“The King is in the field.”
A Chabad Chasidic tradition, from its founder Rabbi Schneur Zalman of Liadi, teaches us that in the days leading up to Rosh Hashanah G-d “comes out” like a king strolling the fields where He is approachable to anyone who reaches out to Him. This year in particular, many of us are eager for an opportunity to bend the Divine ear.
And come Rosh Hashanah, I imagine the heavens will swell with the prayers of a nation in pain.

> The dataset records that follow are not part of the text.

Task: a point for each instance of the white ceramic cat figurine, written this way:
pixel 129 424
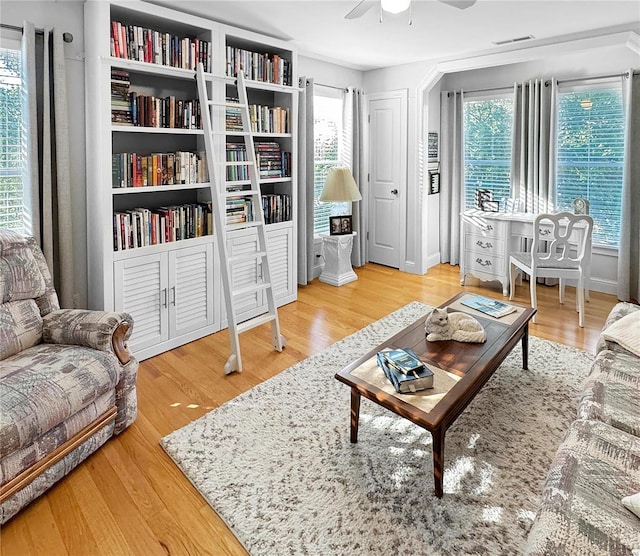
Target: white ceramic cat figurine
pixel 461 327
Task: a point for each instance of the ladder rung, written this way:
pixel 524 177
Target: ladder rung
pixel 246 257
pixel 255 321
pixel 241 193
pixel 242 225
pixel 252 288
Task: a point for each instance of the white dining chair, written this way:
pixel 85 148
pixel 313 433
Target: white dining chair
pixel 561 249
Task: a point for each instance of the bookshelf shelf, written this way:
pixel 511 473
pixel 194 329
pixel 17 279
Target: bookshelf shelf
pixel 137 279
pixel 159 130
pixel 157 188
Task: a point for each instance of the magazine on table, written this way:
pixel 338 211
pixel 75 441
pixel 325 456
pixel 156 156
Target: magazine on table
pixel 488 306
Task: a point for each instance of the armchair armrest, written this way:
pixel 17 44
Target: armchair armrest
pixel 101 330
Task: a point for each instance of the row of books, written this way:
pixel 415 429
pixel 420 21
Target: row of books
pixel 120 104
pixel 239 210
pixel 405 370
pixel 276 207
pixel 237 152
pixel 137 170
pixel 133 42
pixel 165 112
pixel 264 119
pixel 270 68
pixel 142 227
pixel 272 162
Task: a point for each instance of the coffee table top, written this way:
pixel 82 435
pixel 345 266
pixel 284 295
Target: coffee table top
pixel 460 369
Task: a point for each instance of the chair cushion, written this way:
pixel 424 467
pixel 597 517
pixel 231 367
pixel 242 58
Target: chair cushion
pixel 44 385
pixel 20 276
pixel 20 326
pixel 612 392
pixel 525 258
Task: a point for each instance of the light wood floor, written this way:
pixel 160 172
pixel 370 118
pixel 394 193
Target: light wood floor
pixel 130 499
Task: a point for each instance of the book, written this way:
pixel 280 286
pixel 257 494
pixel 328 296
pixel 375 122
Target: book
pixel 403 360
pixel 419 379
pixel 488 306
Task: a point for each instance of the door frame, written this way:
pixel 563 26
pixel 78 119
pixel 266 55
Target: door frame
pixel 403 95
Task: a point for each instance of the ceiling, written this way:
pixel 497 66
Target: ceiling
pixel 317 28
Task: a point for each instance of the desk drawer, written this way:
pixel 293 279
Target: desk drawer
pixel 484 244
pixel 485 263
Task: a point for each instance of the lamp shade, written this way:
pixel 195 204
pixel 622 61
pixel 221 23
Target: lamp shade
pixel 340 186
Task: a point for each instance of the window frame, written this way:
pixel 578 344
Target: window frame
pixel 490 94
pixel 336 94
pixel 588 85
pixel 15 44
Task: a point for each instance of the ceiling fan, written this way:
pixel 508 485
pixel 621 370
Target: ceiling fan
pixel 399 6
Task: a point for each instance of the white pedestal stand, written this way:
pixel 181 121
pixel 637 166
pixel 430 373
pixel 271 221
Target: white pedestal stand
pixel 337 259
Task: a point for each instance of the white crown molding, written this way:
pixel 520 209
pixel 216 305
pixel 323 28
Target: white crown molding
pixel 630 39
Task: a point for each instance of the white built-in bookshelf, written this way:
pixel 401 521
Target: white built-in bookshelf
pixel 151 251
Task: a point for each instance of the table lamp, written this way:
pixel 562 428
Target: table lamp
pixel 340 187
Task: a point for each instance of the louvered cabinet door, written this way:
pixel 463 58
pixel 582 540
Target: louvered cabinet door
pixel 141 289
pixel 280 242
pixel 190 289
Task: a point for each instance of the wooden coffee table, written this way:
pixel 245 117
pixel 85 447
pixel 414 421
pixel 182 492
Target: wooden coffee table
pixel 462 370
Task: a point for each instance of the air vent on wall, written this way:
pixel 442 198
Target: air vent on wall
pixel 517 39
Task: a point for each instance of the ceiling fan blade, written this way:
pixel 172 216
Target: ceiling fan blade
pixel 462 4
pixel 362 8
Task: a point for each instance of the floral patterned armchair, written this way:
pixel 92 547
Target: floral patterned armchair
pixel 67 380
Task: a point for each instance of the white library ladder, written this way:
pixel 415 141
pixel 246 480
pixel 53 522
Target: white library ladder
pixel 220 198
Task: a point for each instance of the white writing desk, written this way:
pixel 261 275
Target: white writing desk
pixel 486 240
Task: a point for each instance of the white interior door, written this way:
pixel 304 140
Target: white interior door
pixel 387 176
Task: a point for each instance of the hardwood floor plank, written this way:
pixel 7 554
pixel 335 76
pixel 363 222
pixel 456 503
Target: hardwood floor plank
pixel 130 498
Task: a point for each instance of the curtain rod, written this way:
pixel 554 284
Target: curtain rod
pixel 66 37
pixel 623 74
pixel 508 88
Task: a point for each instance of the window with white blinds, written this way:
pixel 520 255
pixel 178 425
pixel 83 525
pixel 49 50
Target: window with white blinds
pixel 590 147
pixel 328 138
pixel 11 153
pixel 488 126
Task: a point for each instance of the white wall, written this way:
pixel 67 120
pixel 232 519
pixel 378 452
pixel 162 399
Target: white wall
pixel 66 17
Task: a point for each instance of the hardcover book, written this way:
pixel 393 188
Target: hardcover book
pixel 419 379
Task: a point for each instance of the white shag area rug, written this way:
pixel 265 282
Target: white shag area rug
pixel 277 465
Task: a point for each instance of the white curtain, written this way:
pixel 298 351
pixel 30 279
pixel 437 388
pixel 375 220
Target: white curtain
pixel 47 188
pixel 533 150
pixel 629 250
pixel 354 128
pixel 305 182
pixel 451 175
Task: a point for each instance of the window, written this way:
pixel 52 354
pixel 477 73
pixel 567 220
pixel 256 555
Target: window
pixel 488 125
pixel 11 154
pixel 328 152
pixel 591 154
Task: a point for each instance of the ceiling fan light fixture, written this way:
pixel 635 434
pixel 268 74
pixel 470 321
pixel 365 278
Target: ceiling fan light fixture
pixel 395 6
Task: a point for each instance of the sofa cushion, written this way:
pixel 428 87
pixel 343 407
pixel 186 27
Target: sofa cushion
pixel 44 385
pixel 612 391
pixel 581 510
pixel 619 311
pixel 20 276
pixel 625 332
pixel 20 327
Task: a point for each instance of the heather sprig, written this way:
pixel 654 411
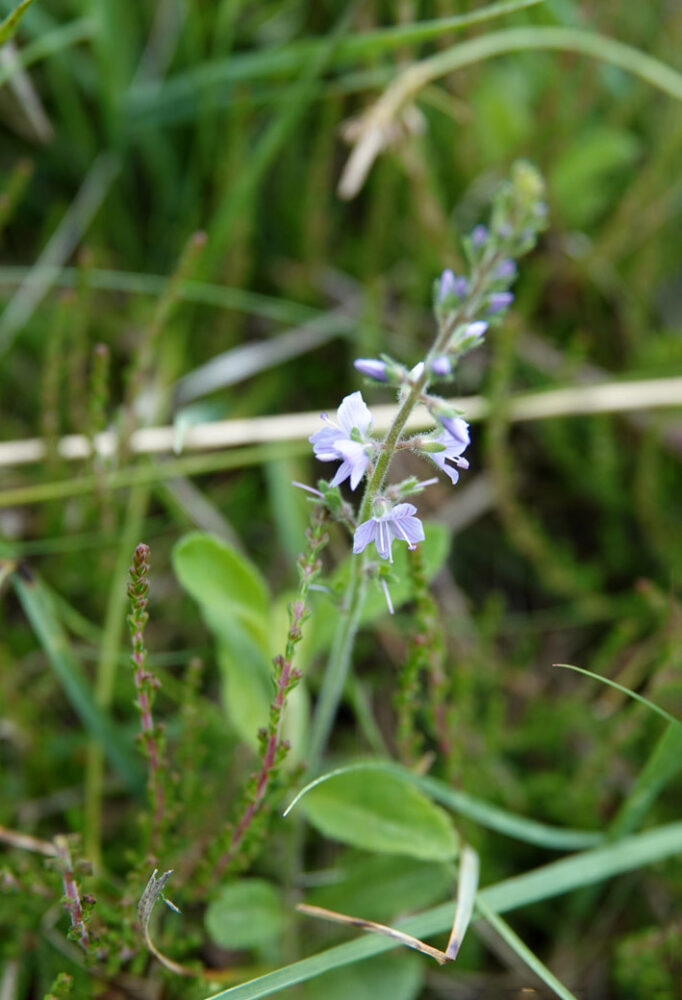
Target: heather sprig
pixel 146 685
pixel 274 748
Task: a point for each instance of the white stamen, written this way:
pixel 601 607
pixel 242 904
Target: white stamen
pixel 387 596
pixel 310 489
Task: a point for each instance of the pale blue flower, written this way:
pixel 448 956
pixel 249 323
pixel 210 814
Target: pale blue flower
pixel 398 522
pixel 499 301
pixel 452 285
pixel 346 440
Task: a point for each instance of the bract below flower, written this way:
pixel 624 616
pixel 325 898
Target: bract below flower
pixel 345 439
pixel 398 523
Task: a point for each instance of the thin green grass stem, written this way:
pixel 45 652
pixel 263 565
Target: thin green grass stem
pixel 529 958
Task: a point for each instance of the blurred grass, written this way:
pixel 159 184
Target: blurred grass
pixel 227 117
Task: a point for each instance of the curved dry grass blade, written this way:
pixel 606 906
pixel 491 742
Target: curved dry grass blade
pixel 370 925
pixel 467 887
pixel 566 875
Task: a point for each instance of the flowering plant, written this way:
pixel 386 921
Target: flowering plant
pixel 466 308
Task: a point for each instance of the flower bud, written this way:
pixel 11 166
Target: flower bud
pixel 479 235
pixel 372 368
pixel 499 301
pixel 441 365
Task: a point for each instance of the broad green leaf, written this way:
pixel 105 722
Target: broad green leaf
pixel 380 812
pixel 398 977
pixel 566 875
pixel 511 825
pixel 582 179
pixel 11 22
pixel 234 601
pixel 223 582
pixel 383 886
pixel 246 688
pixel 245 914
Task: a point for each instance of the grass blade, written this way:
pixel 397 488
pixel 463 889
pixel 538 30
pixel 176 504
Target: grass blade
pixel 147 101
pixel 59 247
pixel 38 609
pixel 664 764
pixel 528 957
pixel 619 687
pixel 566 875
pixel 467 887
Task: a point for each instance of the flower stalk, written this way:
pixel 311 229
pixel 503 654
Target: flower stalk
pixel 518 215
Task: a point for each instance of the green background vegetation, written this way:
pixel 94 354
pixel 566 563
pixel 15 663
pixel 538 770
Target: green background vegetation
pixel 133 127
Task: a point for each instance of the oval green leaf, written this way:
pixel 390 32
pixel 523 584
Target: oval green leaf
pixel 222 581
pixel 245 914
pixel 380 812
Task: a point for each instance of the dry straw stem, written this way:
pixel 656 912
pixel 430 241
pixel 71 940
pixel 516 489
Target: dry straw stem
pixel 466 893
pixel 605 397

Our hearts ache for the orphans in Israel who will be going to shul without their fathers, for the young mothers left to raise their children without their husbands. For them we call out to “the father of orphans, the champion of widows”: Our Father, our King, have pity on us, our children and our infants.
We cry with the parents mourning their sons and daughters. For them, for whom the honey-dipped apple will be more bitter than sweet, we plead: Our Father, our King, avenge before our eyes the spilt blood of your servants.
And for the hostages taken, forsaken, we call out to the One who redeems from death and ransoms from hell.
I think of the heroes who shielded their friends with their own bodies, jumping into the line of fire or into devouring flames to save their brothers and sisters. What greater act of kindness is there?
Do you, dear G-d, not call these people kedoshim, “holy ones”?
For them we pray, Our Father, our King, act for the sake of those who went through fire and water to sanctify your name.
Our Father, our King, write us in the book of merit, we demand. Because though dispersed to the far corners of the earth, the children of Israel transcended every divide in a resounding, collective response to the attack against our people in the Land of Israel.
Dear G-d.
Your children demonstrated that no Jew is an island, but that every Jew is a world. You saw as the pain of every loss cut deeply across the Jewish world. You saw the joy with which we celebrated each turn of kindness You showed.
You saw Am Yisrael unite in strength with defiant love and holy unity.
What greater merit, dear G-d, can you ask for?
The King is in the field. Our Father, our King, may this moment be a moment of compassion and a time of favor before You.
May each of you dear readers be inscribed and blessed for a good year. K’tivah v’chatimah tovah, l’shanah tovah u’metukah.